DeepSeek claims 545% daily cost-profit ratio for its AI models
What's the story
Chinese artificial intelligence (AI) start-up, DeepSeek, has revealed financial details for its popular V3 and R1 models.
The company claims a theoretical daily cost-profit ratio of as much as 545%. However, it has also cautioned that real earnings could be much lower.
This is the first time DeepSeek has revealed details about its profit margins from less computationally intensive "inference" tasks.
Market influence
DeepSeek's AI models impact global market
DeepSeek's disclosure could rattle international AI stocks, which took a hit in January. This was because of a spike in the popularity of web and app chatbots powered by DeepSeek's R1 and V3 models.
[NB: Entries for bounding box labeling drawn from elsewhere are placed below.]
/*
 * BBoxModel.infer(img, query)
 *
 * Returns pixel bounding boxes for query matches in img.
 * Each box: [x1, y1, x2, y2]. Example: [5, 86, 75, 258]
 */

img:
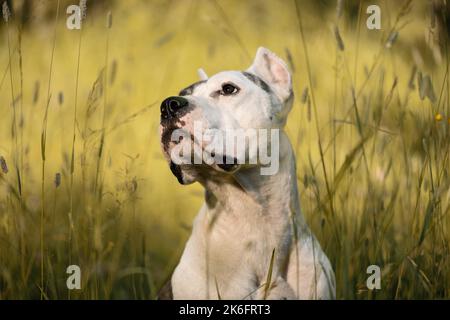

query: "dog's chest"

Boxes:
[207, 208, 291, 280]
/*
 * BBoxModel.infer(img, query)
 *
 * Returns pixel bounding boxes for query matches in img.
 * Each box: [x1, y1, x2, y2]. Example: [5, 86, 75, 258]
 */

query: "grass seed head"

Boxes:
[334, 26, 345, 51]
[2, 1, 11, 22]
[106, 11, 112, 29]
[80, 0, 87, 20]
[55, 172, 61, 188]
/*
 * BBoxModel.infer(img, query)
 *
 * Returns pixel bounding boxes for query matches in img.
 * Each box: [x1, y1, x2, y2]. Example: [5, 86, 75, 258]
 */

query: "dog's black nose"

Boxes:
[161, 97, 189, 119]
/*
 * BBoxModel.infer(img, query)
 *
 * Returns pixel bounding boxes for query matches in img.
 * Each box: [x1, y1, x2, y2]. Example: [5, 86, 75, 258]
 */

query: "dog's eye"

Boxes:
[220, 83, 239, 96]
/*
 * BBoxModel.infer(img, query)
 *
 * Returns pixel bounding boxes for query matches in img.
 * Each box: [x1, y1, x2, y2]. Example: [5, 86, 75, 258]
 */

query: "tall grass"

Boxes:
[0, 0, 450, 299]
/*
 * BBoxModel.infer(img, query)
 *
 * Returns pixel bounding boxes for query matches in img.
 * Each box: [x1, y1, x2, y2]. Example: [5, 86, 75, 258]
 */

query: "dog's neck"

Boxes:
[198, 133, 304, 229]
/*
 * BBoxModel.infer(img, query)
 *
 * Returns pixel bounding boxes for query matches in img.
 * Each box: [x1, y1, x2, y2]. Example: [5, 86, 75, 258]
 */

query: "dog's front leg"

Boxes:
[254, 277, 297, 300]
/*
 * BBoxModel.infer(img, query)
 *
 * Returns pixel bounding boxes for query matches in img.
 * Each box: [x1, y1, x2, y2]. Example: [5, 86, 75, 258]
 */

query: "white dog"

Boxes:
[160, 48, 335, 299]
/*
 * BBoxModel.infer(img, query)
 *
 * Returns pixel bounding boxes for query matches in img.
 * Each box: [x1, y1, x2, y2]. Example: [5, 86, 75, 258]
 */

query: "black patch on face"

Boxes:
[170, 161, 184, 184]
[242, 71, 272, 93]
[178, 80, 206, 97]
[161, 105, 193, 152]
[217, 156, 238, 172]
The company has previously claimed it spent less than $6 million on chips to train the model, a number much lower than US rivals like OpenAI.
Investment strategy
Cost-effective approach raises questions
DeepSeek trained on NVIDIA's H800 chips, which are less powerful than those accessible to US AI firms.
This has raised doubts about US AI companies' promises to invest billions in advanced chips.
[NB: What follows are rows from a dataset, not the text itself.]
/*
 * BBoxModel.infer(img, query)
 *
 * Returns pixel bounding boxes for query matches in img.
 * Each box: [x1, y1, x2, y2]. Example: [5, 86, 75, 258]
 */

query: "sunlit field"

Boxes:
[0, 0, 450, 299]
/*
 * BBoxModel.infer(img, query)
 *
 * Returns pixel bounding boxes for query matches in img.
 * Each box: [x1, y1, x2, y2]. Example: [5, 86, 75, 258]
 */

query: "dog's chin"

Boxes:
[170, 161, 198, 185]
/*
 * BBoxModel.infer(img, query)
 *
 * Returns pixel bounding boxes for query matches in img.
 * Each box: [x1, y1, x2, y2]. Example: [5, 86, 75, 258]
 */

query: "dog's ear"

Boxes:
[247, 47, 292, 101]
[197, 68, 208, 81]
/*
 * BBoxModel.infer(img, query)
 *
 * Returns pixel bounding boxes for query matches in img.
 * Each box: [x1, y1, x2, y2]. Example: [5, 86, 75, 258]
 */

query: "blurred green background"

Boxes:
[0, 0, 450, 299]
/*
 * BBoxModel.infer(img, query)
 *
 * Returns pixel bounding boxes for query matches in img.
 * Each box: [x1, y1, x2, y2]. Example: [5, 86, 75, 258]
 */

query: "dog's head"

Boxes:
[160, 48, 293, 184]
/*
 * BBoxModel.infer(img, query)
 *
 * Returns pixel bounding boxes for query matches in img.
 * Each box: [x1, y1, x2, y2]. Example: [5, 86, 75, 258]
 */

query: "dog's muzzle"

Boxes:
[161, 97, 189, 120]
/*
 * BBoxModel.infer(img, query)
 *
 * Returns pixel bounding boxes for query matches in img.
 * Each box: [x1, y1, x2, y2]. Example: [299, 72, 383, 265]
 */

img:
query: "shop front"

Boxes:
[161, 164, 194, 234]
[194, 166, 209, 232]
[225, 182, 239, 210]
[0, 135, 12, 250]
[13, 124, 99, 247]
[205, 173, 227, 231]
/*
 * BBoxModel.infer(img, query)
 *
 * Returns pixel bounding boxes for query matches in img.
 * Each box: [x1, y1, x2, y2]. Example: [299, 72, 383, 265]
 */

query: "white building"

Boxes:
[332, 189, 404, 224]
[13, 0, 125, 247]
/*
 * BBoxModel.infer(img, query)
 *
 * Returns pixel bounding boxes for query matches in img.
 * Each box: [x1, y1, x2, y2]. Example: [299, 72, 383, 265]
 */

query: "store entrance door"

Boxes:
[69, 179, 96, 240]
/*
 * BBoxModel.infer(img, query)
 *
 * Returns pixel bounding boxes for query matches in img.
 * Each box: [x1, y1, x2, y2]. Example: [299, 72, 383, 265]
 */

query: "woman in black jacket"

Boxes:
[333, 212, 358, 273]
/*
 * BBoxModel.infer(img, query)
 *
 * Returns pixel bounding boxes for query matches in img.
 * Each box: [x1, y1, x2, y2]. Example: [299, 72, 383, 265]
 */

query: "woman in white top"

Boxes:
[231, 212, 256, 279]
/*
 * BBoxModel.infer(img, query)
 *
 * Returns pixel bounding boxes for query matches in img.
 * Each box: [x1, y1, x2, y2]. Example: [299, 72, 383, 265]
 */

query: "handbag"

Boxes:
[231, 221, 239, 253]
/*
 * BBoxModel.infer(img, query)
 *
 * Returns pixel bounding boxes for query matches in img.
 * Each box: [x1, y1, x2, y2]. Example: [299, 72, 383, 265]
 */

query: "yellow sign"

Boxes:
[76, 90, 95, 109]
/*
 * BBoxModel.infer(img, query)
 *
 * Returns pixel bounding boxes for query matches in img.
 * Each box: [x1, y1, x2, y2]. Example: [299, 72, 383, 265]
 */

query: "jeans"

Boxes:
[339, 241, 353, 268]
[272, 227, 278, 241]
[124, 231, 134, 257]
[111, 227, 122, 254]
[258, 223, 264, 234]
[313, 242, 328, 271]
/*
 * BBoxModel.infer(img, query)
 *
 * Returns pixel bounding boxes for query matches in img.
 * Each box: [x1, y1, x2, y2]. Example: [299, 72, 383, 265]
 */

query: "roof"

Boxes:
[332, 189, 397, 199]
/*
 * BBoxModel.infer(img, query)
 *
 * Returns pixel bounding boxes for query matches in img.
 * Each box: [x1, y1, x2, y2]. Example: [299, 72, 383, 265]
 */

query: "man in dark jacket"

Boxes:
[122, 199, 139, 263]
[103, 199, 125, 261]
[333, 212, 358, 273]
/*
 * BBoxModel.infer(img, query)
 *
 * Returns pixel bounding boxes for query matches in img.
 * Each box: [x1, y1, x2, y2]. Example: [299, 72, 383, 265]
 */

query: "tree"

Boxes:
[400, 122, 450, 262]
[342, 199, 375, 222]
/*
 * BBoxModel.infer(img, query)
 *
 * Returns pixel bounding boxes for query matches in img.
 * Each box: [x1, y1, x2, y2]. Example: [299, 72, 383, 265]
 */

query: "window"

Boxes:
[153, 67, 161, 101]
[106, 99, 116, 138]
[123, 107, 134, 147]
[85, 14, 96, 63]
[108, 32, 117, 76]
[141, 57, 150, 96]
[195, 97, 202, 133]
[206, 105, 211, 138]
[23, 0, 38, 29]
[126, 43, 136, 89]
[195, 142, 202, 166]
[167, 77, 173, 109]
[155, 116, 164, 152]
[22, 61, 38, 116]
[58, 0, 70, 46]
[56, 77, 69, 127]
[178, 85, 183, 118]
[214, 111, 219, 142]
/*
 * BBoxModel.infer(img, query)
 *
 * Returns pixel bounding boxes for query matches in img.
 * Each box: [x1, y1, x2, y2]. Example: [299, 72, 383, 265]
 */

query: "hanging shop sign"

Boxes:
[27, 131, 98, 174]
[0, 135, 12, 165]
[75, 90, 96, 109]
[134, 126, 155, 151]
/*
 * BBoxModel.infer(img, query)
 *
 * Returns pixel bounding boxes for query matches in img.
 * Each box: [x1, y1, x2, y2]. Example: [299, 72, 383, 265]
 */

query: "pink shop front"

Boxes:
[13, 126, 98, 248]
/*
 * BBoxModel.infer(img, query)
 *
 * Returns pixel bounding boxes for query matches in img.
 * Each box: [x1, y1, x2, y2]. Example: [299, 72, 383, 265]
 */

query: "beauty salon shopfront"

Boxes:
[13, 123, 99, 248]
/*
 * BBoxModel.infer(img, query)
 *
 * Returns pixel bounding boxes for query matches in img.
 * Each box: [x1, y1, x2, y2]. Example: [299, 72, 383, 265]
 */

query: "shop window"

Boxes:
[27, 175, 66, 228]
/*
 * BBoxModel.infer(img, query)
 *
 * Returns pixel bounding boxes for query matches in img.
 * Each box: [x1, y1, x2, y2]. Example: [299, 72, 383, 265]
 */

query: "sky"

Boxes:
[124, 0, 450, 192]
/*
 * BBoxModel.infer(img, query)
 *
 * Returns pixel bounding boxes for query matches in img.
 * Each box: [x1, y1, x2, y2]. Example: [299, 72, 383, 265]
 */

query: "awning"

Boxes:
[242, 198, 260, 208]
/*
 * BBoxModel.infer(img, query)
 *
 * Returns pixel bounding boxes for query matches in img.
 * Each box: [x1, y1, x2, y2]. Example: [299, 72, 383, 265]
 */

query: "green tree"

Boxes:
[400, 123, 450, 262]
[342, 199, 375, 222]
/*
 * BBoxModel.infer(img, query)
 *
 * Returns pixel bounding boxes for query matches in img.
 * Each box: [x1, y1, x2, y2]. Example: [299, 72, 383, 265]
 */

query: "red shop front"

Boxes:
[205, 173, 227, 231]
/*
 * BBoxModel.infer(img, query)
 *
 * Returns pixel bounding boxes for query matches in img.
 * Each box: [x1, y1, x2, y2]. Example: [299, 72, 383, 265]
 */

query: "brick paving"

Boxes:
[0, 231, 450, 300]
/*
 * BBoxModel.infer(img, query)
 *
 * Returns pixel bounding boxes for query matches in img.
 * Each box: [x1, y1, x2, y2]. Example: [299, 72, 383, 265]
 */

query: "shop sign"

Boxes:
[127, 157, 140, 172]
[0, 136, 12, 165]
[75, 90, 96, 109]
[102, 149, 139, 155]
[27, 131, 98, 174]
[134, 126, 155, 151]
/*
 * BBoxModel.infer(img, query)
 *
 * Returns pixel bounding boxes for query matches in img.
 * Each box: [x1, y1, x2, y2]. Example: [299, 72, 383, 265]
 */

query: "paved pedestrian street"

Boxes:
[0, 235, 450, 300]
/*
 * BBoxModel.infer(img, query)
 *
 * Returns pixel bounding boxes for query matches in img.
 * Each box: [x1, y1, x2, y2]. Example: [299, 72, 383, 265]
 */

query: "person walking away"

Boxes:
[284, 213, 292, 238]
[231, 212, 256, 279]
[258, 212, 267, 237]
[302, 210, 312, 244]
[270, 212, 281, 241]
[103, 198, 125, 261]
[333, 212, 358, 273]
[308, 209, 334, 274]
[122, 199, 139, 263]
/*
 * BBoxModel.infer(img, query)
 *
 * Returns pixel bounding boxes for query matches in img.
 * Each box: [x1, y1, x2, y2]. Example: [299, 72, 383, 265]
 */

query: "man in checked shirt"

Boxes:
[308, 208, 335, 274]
DeepSeek's cost-effective approach has ignited a debate among US AI investors about the need for such high-end investments.
Financial breakdown
DeepSeek reveals daily inference cost and revenue
In a recent GitHub post, DeepSeek disclosed that the total daily inference cost for its V3 and R1 models is $87,072, assuming an hourly rental cost of $2 for one H800 chip.
The company also revealed that these models could theoretically generate daily revenues of $562,027.
This results in a cost-profit ratio of 545% and an annual revenue potential of over $200 million.